Other features: People ask for the ability to retrieve more than the most recent 3200 of their own tweets, for higher hourly rate limits, etc. It would be quite possible to offer premium accounts with substantially higher limits. Yet consider the reaction once such accounts are available: these are features which the free accounts have, but which are artificially limited. Lifting the limit doesn't feel like a premium feature, it feels like extortion. Lifting limits isn't a good basis for a premium account, you need a strong core feature set.

A Conclusion

Offering both premium features for individual accounts and datamining services over the tweetstream is difficult, as the two are often in conflict. Individual users want to maximize their own effectiveness and, quite frankly, reserve the benefits of their use of the service to themselves by restricting access to their tweets. Removing data from the public stream reduces the value of the firehose. I suspect this is the reason Twitter has not offered such accounts, as datamining the firehose is held to be more valuable. Offering premium accounts would inevitably bring pressure to offer the features which damage the value of the firehose.

Thursday, May 5, 2011

Intel 22nm and Mobile Computing

Yesterday Intel announced details of their 22nm silicon process. There were a number of fascinating details on how the transistors are made, but one graph from the presentation presages what will happen in the mobile market over the next several years.

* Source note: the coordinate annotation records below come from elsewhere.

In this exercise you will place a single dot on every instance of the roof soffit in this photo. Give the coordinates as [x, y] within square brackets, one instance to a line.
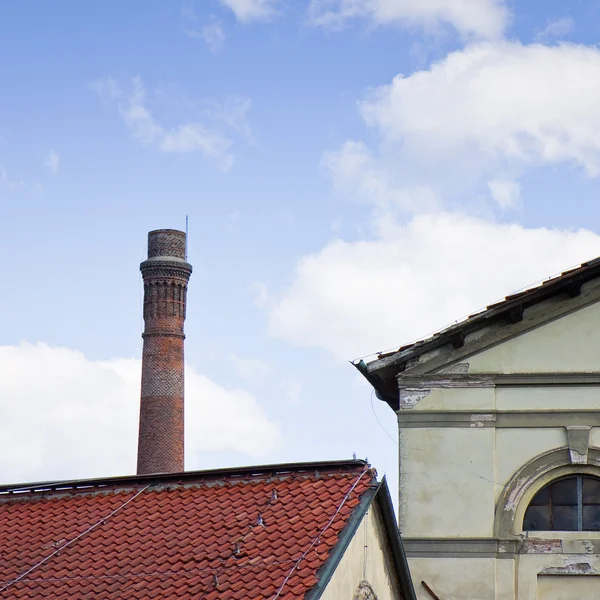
[442, 352]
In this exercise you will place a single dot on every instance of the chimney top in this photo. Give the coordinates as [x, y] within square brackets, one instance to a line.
[166, 243]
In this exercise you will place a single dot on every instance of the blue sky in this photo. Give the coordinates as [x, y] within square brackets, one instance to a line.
[357, 173]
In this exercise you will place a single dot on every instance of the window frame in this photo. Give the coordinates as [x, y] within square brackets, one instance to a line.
[580, 503]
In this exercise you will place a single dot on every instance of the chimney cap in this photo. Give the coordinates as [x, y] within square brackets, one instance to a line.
[167, 243]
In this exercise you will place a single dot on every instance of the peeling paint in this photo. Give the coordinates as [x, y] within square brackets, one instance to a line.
[410, 397]
[580, 568]
[478, 419]
[542, 546]
[457, 368]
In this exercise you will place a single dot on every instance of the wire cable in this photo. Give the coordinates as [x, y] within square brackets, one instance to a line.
[317, 539]
[72, 541]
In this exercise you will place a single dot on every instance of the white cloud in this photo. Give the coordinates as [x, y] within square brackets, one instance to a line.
[352, 298]
[556, 29]
[213, 35]
[185, 138]
[481, 18]
[52, 161]
[497, 101]
[353, 168]
[253, 10]
[505, 192]
[252, 370]
[78, 418]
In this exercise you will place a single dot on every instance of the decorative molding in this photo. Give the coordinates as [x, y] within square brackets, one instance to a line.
[497, 547]
[499, 419]
[459, 547]
[531, 478]
[535, 316]
[478, 380]
[579, 442]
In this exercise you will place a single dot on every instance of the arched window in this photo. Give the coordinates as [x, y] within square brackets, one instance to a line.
[569, 504]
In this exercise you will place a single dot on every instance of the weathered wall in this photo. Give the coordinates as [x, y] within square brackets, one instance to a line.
[477, 444]
[367, 558]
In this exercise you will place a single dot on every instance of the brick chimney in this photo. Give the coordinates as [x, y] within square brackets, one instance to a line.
[166, 274]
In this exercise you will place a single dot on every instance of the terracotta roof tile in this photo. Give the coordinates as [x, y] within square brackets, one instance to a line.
[222, 536]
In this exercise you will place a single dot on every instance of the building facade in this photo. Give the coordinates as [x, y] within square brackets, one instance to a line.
[499, 447]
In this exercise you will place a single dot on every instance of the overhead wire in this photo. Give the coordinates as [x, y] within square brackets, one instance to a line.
[319, 535]
[71, 541]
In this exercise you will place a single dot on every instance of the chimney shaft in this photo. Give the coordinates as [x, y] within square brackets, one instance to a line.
[166, 274]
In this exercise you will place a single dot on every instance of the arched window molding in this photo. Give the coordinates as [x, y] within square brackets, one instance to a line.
[530, 479]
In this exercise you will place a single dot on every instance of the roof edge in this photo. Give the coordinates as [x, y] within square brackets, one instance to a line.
[185, 476]
[568, 282]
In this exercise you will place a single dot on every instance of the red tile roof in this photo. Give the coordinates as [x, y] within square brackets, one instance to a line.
[261, 533]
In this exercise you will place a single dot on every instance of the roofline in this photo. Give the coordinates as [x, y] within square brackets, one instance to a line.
[510, 309]
[551, 287]
[378, 492]
[185, 476]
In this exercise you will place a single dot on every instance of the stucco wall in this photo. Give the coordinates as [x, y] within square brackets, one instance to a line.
[366, 558]
[567, 344]
[462, 445]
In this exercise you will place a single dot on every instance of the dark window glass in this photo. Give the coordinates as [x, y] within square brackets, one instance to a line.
[591, 518]
[537, 518]
[591, 491]
[569, 504]
[541, 498]
[564, 492]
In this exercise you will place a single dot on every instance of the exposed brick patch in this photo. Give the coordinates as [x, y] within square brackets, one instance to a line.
[161, 434]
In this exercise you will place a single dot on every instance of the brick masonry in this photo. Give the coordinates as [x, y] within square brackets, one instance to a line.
[166, 274]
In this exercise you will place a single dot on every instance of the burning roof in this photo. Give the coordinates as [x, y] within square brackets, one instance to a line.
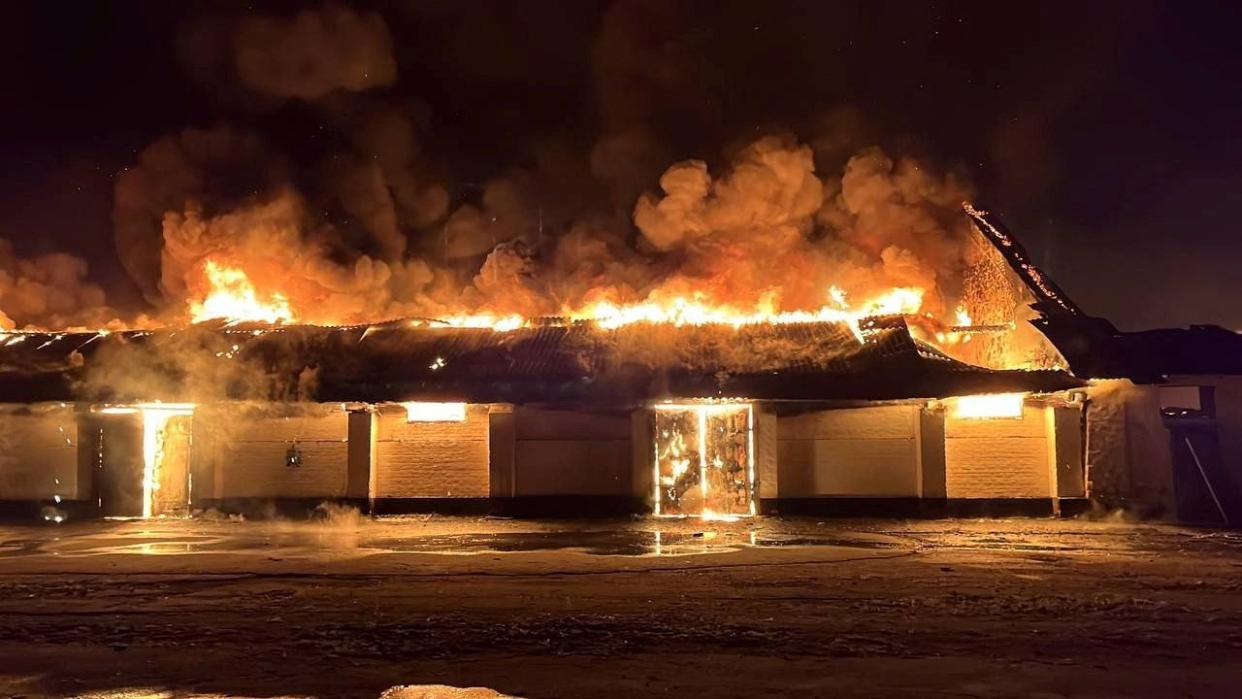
[549, 361]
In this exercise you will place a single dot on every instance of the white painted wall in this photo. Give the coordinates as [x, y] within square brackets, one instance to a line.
[860, 452]
[1004, 457]
[250, 445]
[37, 452]
[431, 459]
[571, 453]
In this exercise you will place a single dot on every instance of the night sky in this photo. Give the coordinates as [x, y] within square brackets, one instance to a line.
[1106, 134]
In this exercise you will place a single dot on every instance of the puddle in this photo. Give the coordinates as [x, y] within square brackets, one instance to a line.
[309, 539]
[401, 692]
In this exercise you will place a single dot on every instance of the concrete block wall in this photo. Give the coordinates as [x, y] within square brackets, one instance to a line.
[431, 459]
[247, 448]
[848, 452]
[562, 452]
[39, 452]
[1002, 457]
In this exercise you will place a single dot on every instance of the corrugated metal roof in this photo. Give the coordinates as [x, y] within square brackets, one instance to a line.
[548, 363]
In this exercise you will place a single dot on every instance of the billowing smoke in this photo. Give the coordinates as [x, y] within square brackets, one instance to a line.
[369, 225]
[214, 170]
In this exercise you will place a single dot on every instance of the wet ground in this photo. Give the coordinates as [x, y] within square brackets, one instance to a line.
[765, 607]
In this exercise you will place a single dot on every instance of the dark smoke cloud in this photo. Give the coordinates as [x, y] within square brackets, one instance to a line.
[314, 52]
[50, 291]
[215, 170]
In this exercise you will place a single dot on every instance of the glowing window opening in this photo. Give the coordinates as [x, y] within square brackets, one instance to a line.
[434, 412]
[989, 406]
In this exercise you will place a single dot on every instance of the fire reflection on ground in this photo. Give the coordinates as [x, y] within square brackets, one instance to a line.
[403, 692]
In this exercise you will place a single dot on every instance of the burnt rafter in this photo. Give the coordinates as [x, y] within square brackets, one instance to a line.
[1050, 298]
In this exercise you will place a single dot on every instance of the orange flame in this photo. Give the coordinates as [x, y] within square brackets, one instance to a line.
[234, 298]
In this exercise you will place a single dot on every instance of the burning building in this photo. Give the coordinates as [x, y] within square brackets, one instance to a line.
[677, 409]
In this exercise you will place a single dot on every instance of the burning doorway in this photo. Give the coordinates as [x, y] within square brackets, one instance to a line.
[704, 459]
[143, 459]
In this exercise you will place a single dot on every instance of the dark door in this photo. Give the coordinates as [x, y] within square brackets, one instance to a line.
[1206, 491]
[118, 476]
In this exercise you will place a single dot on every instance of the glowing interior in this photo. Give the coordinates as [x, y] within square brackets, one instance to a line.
[989, 406]
[704, 459]
[434, 412]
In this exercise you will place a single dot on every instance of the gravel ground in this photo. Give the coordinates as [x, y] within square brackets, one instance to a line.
[765, 607]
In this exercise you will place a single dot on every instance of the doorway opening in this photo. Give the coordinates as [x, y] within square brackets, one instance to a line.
[143, 459]
[704, 459]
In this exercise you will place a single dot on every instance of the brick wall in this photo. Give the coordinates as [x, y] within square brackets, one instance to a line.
[431, 459]
[999, 457]
[39, 452]
[860, 452]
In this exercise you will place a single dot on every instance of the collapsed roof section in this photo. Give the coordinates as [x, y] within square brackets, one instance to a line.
[1093, 347]
[548, 363]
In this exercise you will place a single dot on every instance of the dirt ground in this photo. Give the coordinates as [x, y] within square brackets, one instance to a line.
[766, 607]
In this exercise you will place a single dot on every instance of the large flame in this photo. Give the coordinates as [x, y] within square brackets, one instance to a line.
[232, 297]
[698, 311]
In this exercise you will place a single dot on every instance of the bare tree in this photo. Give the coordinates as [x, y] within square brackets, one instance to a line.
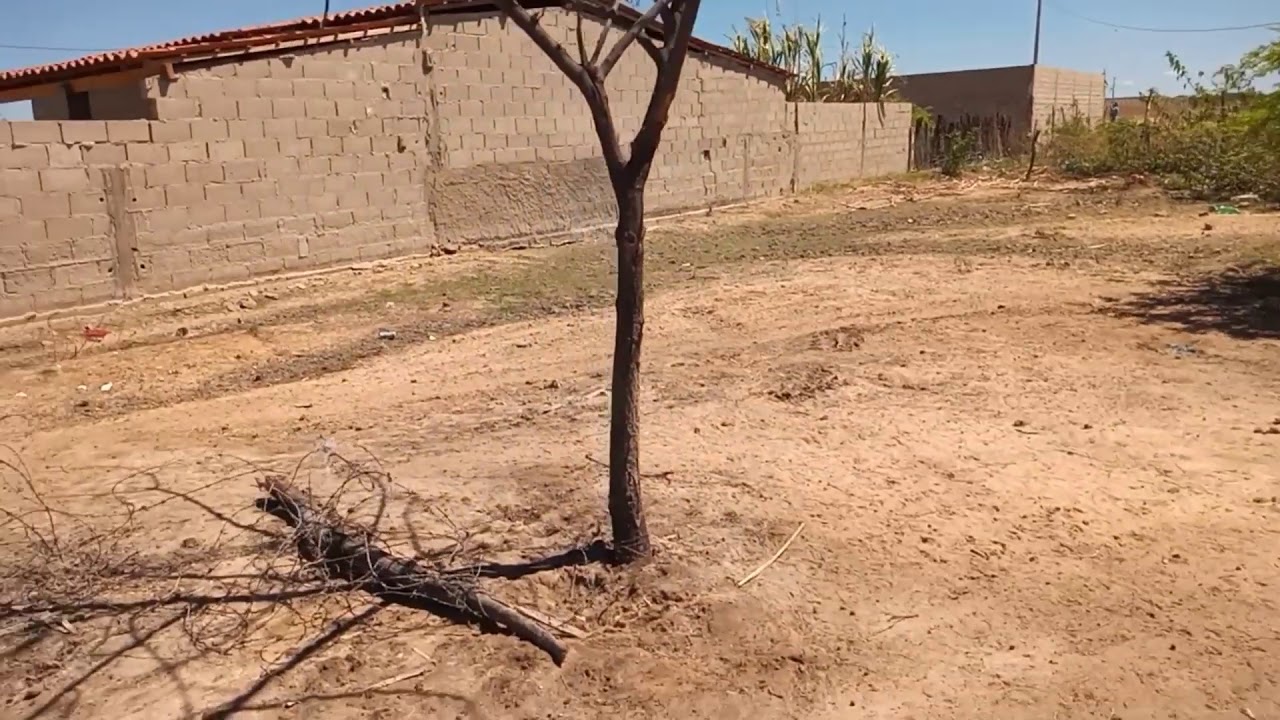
[629, 171]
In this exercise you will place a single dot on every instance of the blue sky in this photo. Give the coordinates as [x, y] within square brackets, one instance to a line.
[924, 35]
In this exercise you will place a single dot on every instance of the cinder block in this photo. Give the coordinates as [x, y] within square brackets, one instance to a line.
[170, 131]
[64, 155]
[311, 127]
[298, 147]
[59, 229]
[83, 131]
[44, 205]
[14, 181]
[28, 281]
[218, 106]
[30, 156]
[242, 171]
[103, 154]
[78, 274]
[64, 180]
[223, 194]
[227, 150]
[242, 210]
[251, 69]
[204, 173]
[87, 203]
[321, 109]
[254, 108]
[209, 130]
[274, 87]
[183, 195]
[279, 127]
[261, 149]
[165, 174]
[146, 153]
[94, 247]
[36, 131]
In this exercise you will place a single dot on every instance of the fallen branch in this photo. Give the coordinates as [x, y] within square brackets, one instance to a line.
[344, 554]
[764, 565]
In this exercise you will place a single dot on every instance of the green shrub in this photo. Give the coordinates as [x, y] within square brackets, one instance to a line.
[1210, 159]
[958, 151]
[1224, 142]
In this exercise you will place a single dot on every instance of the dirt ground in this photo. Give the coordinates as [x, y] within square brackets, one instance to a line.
[1031, 433]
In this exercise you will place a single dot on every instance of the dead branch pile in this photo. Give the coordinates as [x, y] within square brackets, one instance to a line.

As the voltage goes to zero, the consumed current goes to zero. It sounds obvious, but really isn't. Even when nominally "off," transistors have always leaked current into the substrate. As silicon features have gotten smaller the power they consume while active has declined rapidly, but the leakage current less rapidly.

Other graphs in the presentation show a tradeoff between operating voltage and leakage current, which means power consumed while active versus power consumed at all times. Intel's production chips will likely tolerate a little leakage to get lower voltage, but still very low.

In 32nm silicon processes leakage current may already be the primary factor in power consumption. It is difficult to estimate how serious the effect is, but this article from March 2008 shows leakage current as relatively insignificant in 180 nm silicon but growing to nearly 40% of total power consumption in a 50 nm process. We're at 32nm now.

Except Intel just changed the game.

ARM has several advantages in the mobile space. Their products are available from many manufacturers and their support in software toolchains is nearly universal, but their biggest advantage has been low power consumption compared to x86 or other architectures. ARM did a great job designing chips which are very sparing of the power they consume while operating.

Except Intel just changed the game.

Intel now has a silicon process with radically lower leakage current. x86 consumes more power while actively operating, but leakage current is more significant. ARM's competitive advantage has shrunk substantially. Expect to see a lot more x86 CPUs in mobile devices, starting in late 2011.